Second, the PHP hash table implementation
1, the hash implementation of PHP
The hash table in PHP is a very important data interface, basically most of the language features are based on the hash table, for example: the scope of variables and the storage of variables, the implementation of the class and the Zend engine internal data are many are stored in the Hashtable.

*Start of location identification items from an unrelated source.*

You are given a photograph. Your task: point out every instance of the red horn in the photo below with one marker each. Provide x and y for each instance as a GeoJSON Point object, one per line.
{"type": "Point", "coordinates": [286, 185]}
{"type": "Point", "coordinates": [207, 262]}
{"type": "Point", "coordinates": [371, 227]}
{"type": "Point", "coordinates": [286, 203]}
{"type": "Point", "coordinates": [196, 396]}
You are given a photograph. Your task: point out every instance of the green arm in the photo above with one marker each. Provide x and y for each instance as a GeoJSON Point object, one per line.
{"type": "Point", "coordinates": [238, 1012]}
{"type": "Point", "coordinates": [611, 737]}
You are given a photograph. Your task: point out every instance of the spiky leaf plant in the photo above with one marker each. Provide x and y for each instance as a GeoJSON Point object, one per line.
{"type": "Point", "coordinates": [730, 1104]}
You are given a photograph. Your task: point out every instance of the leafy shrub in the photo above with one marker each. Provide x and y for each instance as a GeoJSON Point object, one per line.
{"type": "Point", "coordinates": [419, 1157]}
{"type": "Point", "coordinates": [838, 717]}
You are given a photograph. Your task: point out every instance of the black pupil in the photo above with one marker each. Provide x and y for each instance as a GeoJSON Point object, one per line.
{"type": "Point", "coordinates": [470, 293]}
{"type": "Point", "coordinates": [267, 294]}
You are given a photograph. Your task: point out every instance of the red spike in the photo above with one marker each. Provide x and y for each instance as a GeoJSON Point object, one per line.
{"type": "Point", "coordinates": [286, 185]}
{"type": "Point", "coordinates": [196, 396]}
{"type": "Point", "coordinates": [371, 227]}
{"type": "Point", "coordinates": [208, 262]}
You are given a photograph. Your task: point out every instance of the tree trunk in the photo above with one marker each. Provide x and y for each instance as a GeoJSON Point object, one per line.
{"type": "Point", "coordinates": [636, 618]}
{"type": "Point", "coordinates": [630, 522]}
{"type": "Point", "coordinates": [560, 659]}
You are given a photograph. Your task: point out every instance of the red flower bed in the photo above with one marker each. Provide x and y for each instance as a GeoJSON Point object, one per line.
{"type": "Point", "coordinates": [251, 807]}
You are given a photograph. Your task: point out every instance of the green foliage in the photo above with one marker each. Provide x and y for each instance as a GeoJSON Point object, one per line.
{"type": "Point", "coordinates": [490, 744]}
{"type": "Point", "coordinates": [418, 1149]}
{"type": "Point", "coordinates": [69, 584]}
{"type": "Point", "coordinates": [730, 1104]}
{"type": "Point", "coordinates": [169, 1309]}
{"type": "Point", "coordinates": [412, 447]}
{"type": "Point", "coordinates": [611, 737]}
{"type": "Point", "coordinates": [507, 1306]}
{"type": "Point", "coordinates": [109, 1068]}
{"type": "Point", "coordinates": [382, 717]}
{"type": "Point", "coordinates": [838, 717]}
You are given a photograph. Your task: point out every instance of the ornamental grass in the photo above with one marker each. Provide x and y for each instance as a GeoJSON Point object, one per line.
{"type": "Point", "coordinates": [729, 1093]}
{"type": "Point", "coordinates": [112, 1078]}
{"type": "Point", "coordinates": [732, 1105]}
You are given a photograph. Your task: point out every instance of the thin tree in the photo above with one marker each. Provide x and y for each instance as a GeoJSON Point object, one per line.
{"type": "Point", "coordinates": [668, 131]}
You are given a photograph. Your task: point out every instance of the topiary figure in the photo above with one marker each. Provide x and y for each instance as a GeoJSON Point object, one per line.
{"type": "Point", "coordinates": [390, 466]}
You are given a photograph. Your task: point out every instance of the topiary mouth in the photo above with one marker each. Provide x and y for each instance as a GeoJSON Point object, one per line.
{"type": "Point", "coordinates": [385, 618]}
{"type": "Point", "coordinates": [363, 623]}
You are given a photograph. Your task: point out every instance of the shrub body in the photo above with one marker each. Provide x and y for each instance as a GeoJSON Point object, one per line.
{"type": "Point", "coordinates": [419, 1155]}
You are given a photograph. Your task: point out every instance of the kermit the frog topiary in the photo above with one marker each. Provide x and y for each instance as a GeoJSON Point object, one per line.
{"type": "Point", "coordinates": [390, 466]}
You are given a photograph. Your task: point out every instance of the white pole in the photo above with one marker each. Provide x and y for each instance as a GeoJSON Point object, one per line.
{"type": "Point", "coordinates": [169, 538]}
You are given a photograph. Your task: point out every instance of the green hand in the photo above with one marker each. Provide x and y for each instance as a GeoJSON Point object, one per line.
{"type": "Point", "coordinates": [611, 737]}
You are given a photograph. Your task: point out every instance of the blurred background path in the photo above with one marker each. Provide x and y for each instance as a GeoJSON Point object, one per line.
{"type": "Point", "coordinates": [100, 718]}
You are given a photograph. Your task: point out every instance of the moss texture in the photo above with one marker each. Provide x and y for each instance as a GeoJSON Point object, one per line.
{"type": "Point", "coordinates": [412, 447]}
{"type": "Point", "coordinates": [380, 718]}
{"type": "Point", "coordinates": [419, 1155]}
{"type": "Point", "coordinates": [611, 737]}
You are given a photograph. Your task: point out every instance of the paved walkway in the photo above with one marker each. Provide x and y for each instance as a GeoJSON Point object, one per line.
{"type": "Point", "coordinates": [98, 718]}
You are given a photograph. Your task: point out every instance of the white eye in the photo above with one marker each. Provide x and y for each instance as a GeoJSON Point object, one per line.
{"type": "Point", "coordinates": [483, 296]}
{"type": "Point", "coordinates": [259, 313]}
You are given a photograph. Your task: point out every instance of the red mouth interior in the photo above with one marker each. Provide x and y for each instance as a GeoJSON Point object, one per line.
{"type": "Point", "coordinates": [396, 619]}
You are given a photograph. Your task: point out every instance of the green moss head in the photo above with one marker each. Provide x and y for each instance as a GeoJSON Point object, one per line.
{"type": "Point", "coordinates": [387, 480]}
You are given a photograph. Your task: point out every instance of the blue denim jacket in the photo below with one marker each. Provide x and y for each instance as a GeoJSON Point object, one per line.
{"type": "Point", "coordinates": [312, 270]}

(1) Data structure and description
Zend uses a doubly linked list to hold data in order to preserve the relationship between data
(2) Hash table structure
PHP hash table implementation in ZEND/ZEND_HASH.C, PHP using the following two data structures to implement a hash table, hashtable structure for the entire hash table to hold the basic information required, and the bucket structure for the preservation of specific data content, as follows:
typedef struct _HASHTABLE { uint ntablesize; The size of the hash bucket, the minimum is 8, to 2x growth uint Ntablemask; NTableSize-1, optimization of index value uint nnumofelements; The number of elements currently present in the hash bucket, and the count () function will return this value directly to ulong nnextfreeelement;//position of the next numeric index Bucket *pinternalpointer; The currently traversed pointer (one of the causes of foreach is faster than for fast) Bucket *plisthead; Store the number of head element pointers bucket *plisttail; Storage array tail element pointer bucket **arbuckets; Store hash array dtor_func_t pdestructor; Zend_bool Persistent; unsigned char napplycount; Mark the number of times the current hash bucket has been accessed recursively (prevent multiple recursion) Zend_bool bapplyprotection;//mark the current hash bucket allows multiple accesses not allowed, when not allowed, up to recursive 3 this # if Zend_ DEBUG int inconsistent; #endif} HashTable;
The Ntablesize field is used to indicate the capacity of the hash table, and the hash table has a minimum initialization capacity of 8. First look at the initialization function of the hash table:
Zend_api int _zend_hash_init (HashTable *ht, uint nSize, hash_func_t phashfunction, dtor_func_t pdestructor, Zend_ BOOL Persistent zend_file_line_dc) { UINT i = 3; //... if (nSize >= 0x80000000) {/ * prevent overflow */ ht->ntablesize = 0x80000000; } else {while (1U & lt;< i) < nSize) { i++; } Ht->ntablesize = 1 << i; } // ... Ht->ntablemask = ht->ntablesize-1; /* Uses Ecalloc () so that bucket* = = NULL */ if (persistent) { TMP = (Bucket * *) calloc (ht->ntablesize, Sizeo F (Bucket *)); if (!tmp) { return FAILURE; } Ht->arbuckets = tmp; } else { TMP = (bucket * *) Ecalloc_rel (ht->ntablesize, sizeof (bucket *)); if (TMP) { ht->arbuckets = tmp; } } return SUCCESS;}
For example, if you set the initial size to 10, the algorithm above will resize to 16. That is, always resize to a whole number of 2 near the initial size
Why is it so adjusted? Let's take a look at how Hashtable maps hashes to slots:
h = Zend_inline_hash_func (Arkey, nkeylength); nIndex = h & ht->ntablemask;
From the _zend_hash_init () function above, the size of the Ht->ntablemask is ht->ntablesize–1. The use of & instead of the modulo is used here because the relative cost of the modulo operation and the bitwise AND operation are much larger.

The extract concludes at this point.